A polêmica voltou à tona em 2023, quando Frosty foi contratado pela RED Canids Kalunga, atual equipe de fNb. A organização alegou que a decisão foi tomada com o aval do próprio fNb. “Ele se mostrou muito tranquilo em relação ao acontecido e nos disse que não teria nenhum problema em trabalhar com o atleta”, declarou um dos donos da equipe nas redes sociais. Mas o desconforto persistiu. TitaN, companheiro de equipe, foi direto: “Racismo nunca será perdoado.”
Casos como esse expõem o dilema vivido por muitos atletas negros: perdoar o racismo para não comprometer a carreira? Silenciar-se para manter o ambiente profissional? A resposta nem sempre é simples.
Das comunidades para o mundo: o impacto do acesso
Além do preconceito, o acesso ao mundo dos eSports também é uma barreira. Equipamentos de ponta, como computadores gamers, custam caro — um luxo distante para grande parte da juventude negra e periférica. “Ter um PC bom é muito caro no Brasil. Muita gente preta, que já enfrenta dificuldade para o básico, acaba ficando de fora”, explica Serê.
Nesse contexto, jogos como Free Fire funcionam como uma porta de entrada. Desenvolvido para rodar em celulares simples, o jogo popularizou-se em comunidades de baixa renda e democratizou o cenário competitivo. E deu certo: o Brasil venceu o Mundial de Free Fire em 2019 com o time do Corinthians e repetiu o feito em 2024 com o Fluxo, provando que, quando o acesso é viável, o talento emerge.

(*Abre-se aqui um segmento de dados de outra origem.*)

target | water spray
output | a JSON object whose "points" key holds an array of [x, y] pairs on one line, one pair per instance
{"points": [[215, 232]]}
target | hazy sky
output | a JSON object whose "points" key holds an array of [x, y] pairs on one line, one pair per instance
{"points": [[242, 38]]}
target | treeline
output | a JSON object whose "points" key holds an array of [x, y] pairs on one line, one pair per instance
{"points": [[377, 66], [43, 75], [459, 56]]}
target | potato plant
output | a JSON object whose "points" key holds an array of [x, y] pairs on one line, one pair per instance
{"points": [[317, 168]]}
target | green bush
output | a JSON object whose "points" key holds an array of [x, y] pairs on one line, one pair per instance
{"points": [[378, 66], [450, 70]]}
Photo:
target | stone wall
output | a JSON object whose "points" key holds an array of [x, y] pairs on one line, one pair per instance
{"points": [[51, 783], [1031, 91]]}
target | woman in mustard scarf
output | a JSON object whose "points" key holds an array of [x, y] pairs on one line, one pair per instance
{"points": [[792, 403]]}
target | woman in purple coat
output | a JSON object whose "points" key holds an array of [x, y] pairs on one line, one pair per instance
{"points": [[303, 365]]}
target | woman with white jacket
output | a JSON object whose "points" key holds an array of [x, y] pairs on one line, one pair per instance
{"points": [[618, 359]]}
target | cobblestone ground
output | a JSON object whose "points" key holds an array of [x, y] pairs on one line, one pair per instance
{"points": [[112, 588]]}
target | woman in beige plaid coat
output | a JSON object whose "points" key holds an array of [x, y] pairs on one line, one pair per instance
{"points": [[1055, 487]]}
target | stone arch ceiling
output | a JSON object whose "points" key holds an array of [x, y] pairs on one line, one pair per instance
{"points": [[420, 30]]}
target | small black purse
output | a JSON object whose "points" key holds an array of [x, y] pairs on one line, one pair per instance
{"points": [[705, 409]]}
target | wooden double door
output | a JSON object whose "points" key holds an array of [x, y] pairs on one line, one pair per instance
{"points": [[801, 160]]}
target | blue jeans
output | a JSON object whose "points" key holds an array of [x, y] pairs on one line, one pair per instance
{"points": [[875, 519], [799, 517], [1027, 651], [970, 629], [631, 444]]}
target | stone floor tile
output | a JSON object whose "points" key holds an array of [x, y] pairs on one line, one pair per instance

A presença negra no alto escalão dos eSports ainda é tratada como exceção. Segundo Serê, mudar essa realidade exige mais do que inclusão simbólica. “Não é só colocar um rosto preto em um comercial e achar que resolveu. Precisa haver estrutura, formação, apoio real”, defende. Ele cita como exemplo positivo a LOUD, que durante certo período oferecia suporte completo aos seus atletas, desde visibilidade nas redes sociais até treinamento técnico. Além disso, iniciativas como o AfroGames, que forma jovens de comunidades cariocas para o mercado dos games com suporte técnico e psicológico, têm mostrado que é possível criar caminhos reais de inclusão.
O futuro é agora — mas ainda incerto
Após o boom durante a pandemia, o setor vive uma fase de ajustes financeiros — o chamado eSports Winter, marcado por cortes de patrocínio, demissões e reestruturações. Em meio a esse cenário, construir uma carreira estável nos games exige planejamento. “Não dá pra romantizar. É preciso ter um plano B. A maioria ainda não consegue viver só dos eSports”, alerta Serê. Mesmo assim, ele acredita que ainda há espaço para crescimento — desde que haja vontade real de mudança. “Pode melhorar, mas ainda é um ‘e se’ muito grande. Enquanto não houver transformação estrutural, tudo segue dependendo de exceções.”
A caminhada ainda é longa. Mas nomes como fNb, Jubs e Serê mostram que é possível resistir — e inspirar. Para que os eSports deixem de ser um reflexo das desigualdades do mundo real, é preciso que fãs, empresas, plataformas e organizações assumam sua parte na responsabilidade. Afinal, o jogo só é justo quando todo mundo tem o direito de jogar.